Quantitative Data
Quantitative data is the numbers. Quantitative (or numerical) data is data that can be measured and aggregated.
● Brent Spiner's date of birth is Wednesday, February 2, 1949.
● His height is 5 ft 9 in (180 cm) tall.
● He made 177 appearances in episodes of Star Trek.
● Data's positronic brain is capable of 60 trillion operations per second.
You'll have noticed that date of birth appears in both ordinal and quantitative data types. Time is unusual in that it can be both. In Chapter 31, we look in detail about how you treat time influences your choice of visualization types.
Other types of quantitative measures include sales, profit, exam scores, pageviews, and number of patients in a hospital.
Quantitative data can be expressed in two ways: as discrete or continuous data. Discrete data is presented at predefined, exact points – there's no “in between.” For example, Brent Spiner appeared in 177 episodes of Star Trek; he couldn't have appeared in 177.5 episodes. Continuous data allows for the “in between,” as there is an infinite number of possible intermediate values. For example, Brent Spiner grew to a height of 5 ft 9 in but at one point in his life he was 4 ft 7.5 in tall.
Encoding Data in Charts
We've now looked at preattentive attributes and the three types of data. It's time to see how to combine that knowledge into building charts. Let's look at some charts and see how they encode the different types of data. Sticking with Star Trek, Figure 1.12 shows the IMDB.com ratings of every episode of Star Trek: The Next Generation.
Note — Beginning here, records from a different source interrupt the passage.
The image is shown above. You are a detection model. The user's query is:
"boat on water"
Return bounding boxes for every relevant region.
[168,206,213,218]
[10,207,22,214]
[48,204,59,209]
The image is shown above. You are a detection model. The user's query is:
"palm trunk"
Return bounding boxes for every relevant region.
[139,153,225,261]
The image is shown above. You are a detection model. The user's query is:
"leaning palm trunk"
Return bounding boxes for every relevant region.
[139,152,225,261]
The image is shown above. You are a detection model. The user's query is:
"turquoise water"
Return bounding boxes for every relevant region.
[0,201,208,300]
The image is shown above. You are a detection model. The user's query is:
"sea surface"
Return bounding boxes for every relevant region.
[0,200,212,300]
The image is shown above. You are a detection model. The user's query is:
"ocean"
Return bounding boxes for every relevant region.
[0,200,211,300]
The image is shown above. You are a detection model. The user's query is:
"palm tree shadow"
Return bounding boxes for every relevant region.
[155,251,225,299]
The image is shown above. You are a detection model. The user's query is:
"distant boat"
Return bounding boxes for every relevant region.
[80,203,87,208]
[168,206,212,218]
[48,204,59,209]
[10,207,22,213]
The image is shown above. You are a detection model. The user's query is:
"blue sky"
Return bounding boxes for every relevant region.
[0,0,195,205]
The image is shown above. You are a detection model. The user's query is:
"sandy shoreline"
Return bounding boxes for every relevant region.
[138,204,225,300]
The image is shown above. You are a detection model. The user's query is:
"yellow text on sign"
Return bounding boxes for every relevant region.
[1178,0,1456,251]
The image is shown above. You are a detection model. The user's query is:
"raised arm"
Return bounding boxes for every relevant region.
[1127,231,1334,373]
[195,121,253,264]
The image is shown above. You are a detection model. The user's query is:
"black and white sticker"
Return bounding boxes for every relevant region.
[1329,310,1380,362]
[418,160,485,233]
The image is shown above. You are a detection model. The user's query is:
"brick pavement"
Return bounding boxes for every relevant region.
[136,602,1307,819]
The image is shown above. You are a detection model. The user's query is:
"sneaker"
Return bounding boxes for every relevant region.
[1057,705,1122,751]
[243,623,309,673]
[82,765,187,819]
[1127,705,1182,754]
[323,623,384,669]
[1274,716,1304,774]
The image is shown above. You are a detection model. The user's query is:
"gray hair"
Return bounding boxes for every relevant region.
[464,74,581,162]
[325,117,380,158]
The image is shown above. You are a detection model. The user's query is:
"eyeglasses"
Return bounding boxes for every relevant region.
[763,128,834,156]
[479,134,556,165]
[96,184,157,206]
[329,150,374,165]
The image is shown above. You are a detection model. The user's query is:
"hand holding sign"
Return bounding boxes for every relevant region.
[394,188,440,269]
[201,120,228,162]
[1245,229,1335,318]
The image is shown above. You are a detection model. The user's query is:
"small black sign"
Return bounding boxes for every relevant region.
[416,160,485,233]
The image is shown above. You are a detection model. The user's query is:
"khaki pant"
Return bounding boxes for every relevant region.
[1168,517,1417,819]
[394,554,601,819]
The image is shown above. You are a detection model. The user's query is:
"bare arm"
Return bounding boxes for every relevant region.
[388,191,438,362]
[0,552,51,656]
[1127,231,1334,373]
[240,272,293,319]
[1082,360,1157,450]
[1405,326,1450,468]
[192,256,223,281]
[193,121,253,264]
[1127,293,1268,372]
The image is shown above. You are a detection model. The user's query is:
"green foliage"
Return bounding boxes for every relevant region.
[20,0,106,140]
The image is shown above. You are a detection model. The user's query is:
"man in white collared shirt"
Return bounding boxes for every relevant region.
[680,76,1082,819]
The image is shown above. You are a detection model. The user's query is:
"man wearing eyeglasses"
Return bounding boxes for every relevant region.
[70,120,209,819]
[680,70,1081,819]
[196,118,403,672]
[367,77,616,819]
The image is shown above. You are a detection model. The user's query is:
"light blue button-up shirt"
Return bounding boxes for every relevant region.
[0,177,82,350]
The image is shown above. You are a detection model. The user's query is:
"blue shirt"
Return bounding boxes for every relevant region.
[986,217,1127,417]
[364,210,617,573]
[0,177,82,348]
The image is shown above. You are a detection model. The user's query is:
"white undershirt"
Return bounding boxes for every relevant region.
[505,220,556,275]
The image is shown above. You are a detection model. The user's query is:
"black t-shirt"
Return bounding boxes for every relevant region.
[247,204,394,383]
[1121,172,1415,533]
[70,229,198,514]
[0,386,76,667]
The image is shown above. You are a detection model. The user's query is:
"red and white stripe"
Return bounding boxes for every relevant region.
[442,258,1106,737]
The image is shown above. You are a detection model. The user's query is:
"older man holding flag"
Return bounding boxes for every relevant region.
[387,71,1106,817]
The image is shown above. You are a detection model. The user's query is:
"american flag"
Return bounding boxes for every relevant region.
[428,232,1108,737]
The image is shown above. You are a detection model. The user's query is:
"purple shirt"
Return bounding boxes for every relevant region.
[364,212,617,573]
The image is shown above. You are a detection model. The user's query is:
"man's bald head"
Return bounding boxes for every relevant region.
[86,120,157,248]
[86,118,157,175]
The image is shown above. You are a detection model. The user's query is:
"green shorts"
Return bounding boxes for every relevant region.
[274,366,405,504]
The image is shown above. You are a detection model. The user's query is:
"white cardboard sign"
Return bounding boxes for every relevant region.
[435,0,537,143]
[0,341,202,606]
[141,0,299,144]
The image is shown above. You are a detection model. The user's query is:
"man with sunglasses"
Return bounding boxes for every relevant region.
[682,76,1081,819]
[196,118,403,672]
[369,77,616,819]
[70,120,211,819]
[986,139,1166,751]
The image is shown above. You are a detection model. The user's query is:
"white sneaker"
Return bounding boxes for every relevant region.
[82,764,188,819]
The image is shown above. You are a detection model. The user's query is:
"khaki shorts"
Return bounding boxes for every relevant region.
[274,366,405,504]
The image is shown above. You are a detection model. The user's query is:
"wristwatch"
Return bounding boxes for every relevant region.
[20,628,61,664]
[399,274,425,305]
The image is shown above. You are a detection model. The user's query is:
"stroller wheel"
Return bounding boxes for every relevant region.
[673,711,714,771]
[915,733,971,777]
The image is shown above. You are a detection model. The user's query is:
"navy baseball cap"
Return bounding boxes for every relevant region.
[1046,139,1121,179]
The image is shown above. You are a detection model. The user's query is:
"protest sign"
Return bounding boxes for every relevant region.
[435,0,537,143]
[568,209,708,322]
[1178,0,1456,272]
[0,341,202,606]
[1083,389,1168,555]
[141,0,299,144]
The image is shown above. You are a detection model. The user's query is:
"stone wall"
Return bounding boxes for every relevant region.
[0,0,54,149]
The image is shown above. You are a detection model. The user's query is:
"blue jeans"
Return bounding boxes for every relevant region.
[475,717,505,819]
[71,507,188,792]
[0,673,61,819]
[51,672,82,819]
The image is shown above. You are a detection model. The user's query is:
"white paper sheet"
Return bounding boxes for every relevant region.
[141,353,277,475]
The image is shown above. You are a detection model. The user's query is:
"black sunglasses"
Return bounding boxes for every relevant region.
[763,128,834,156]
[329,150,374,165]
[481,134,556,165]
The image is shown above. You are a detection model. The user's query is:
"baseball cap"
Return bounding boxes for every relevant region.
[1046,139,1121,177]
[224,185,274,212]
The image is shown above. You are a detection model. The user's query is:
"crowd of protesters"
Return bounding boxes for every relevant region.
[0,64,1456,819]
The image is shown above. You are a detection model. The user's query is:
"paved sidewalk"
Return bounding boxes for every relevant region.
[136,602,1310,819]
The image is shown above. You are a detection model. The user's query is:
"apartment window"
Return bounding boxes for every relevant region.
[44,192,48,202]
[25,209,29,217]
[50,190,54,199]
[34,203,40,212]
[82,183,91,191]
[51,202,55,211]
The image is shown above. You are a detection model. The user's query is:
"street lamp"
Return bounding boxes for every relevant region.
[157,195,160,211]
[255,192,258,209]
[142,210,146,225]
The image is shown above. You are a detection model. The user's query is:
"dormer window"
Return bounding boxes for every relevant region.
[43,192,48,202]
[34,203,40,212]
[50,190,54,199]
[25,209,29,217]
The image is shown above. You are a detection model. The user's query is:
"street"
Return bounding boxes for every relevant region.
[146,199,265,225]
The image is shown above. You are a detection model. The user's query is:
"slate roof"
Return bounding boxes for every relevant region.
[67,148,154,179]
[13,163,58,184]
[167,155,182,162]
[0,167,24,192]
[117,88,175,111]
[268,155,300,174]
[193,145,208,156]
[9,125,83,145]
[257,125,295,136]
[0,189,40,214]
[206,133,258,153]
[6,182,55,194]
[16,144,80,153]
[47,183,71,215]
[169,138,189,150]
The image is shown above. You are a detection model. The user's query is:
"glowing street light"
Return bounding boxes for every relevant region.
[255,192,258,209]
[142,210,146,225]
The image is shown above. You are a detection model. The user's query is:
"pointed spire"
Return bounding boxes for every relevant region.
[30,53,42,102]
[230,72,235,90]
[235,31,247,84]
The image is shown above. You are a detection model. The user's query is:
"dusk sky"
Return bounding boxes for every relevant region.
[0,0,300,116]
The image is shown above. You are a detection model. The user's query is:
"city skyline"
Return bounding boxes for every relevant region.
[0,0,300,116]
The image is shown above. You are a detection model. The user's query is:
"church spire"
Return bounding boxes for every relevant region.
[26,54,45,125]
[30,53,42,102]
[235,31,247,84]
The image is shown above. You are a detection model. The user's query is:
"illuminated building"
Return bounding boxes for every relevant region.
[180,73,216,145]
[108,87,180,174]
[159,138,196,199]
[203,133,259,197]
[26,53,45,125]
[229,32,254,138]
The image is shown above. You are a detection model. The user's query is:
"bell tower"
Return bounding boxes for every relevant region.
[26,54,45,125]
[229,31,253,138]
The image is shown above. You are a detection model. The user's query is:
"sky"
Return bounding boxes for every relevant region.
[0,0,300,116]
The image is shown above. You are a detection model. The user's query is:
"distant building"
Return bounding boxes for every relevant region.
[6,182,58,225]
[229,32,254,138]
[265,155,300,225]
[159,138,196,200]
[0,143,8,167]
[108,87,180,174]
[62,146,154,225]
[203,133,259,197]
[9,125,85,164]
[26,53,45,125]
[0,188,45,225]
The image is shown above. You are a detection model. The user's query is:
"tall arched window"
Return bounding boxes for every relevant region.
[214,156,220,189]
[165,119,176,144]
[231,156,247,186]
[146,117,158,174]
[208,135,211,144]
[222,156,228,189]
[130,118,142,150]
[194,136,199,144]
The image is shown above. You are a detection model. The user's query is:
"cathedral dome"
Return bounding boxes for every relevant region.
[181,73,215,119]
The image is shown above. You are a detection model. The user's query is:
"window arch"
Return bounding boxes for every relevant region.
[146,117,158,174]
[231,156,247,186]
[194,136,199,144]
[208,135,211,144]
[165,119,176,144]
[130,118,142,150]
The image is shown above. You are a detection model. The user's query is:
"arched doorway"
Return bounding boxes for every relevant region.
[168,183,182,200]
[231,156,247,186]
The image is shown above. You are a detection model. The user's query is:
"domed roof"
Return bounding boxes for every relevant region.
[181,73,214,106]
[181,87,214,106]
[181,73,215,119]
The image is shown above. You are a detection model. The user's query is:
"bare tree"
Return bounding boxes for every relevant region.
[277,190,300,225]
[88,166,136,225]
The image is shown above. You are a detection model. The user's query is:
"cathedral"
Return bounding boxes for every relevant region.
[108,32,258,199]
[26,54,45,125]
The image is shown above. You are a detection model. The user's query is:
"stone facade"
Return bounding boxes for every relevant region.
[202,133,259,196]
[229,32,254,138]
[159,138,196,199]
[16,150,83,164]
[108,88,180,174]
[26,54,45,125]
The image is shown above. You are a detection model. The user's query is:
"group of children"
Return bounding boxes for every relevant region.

Figure 1.12 Every episode of Star Trek: The Next Generation rated.
Source: IMDB.com
Table 1.3 shows the different types of data, what type it is, and how it's been encoded.
Table 1.3 Data used in Figure 1.12.
Let's look at a few more charts to see how preattentive features have been used. Figure 1.13 is from The Economist. Look at each chart and see if you can work out which types of data are being graphed and how they are being encoded.
Figure 1.13 “A terrible record” from The Economist, July 2016.
Source: START, University of Maryland. The Economist, http://tabsoft.co/2agK3if
Table 1.4 shows how each data type is encoded.
Table 1.4 Data used in the bar chart in Figure 1.13.
Let's look at another example. Figure 1.14 was part of the Makeover Monday project run by Andy Cotgreave and Andy Kriebel throughout 2016. This entry was by Dan Harrison. It takes data on malaria deaths from the World Health Organization. Table 1.5 describes the data used in the chart.
Table 1.5 Data used in the bar chart in Figure 1.14.
Figure 1.14 Deaths from malaria, 2000–2014.
Source: World Health Organization. Chart part of the Makeover Monday project
How did you do? As you progress through the book, stop and analyze some of the views in the scenarios: Think about which data types are being used and how they have been encoded.
Color
Color is one of the most important things to understand in data visualization and frequently is misused. You should not use color just to spice up a boring visualization. In fact, many great data visualizations don't use color at all and are informative and beautiful.
In Figure 1.15, we see Shine Pulikathara's visualization that won the 2015 Tableau Iron Viz competition. Notice his simple use of color.
Figure 1.15 Winning visualization by Shine Pulikathara during the 2015 Tableau Iron Viz competition.
Source: Used with permission from Shine Pulikathara.
Color should be used purposefully. For example, color can be used to draw the attention of the reader, highlight a portion of data, or distinguish between different categories.
Use of Color
Color should be used in data visualization in three primary ways: sequential, diverging, and categorical.
In addition, there is often the need to highlight data or alert the reader of something important. Figure 1.16 offers an example of each of these color schemes.
Figure 1.16 Use of color in data visualization.
Sequential color is the use of a single color from light to dark. An example is encoding the total amount of sales by state in blue, where the darker blue shows higher sales and a lighter blue shows lower sales. Figure 1.17 shows the unemployment rate by state using a sequential color scheme.
Figure 1.17 Unemployment rate by state using a sequential color scheme.
Diverging color is used to show a range diverging from a midpoint. This color can be used in the same manner as the sequential color scheme but can encode two different ranges of a measure (positive and negative) or a range of a measure between two categories. An example is the degree to which electorates may vote Democratic or Republican in each state, as shown in Figure 1.18.
Figure 1.18 Degree of Democratic (blue) versus Republican (red) voter sentiment in each state.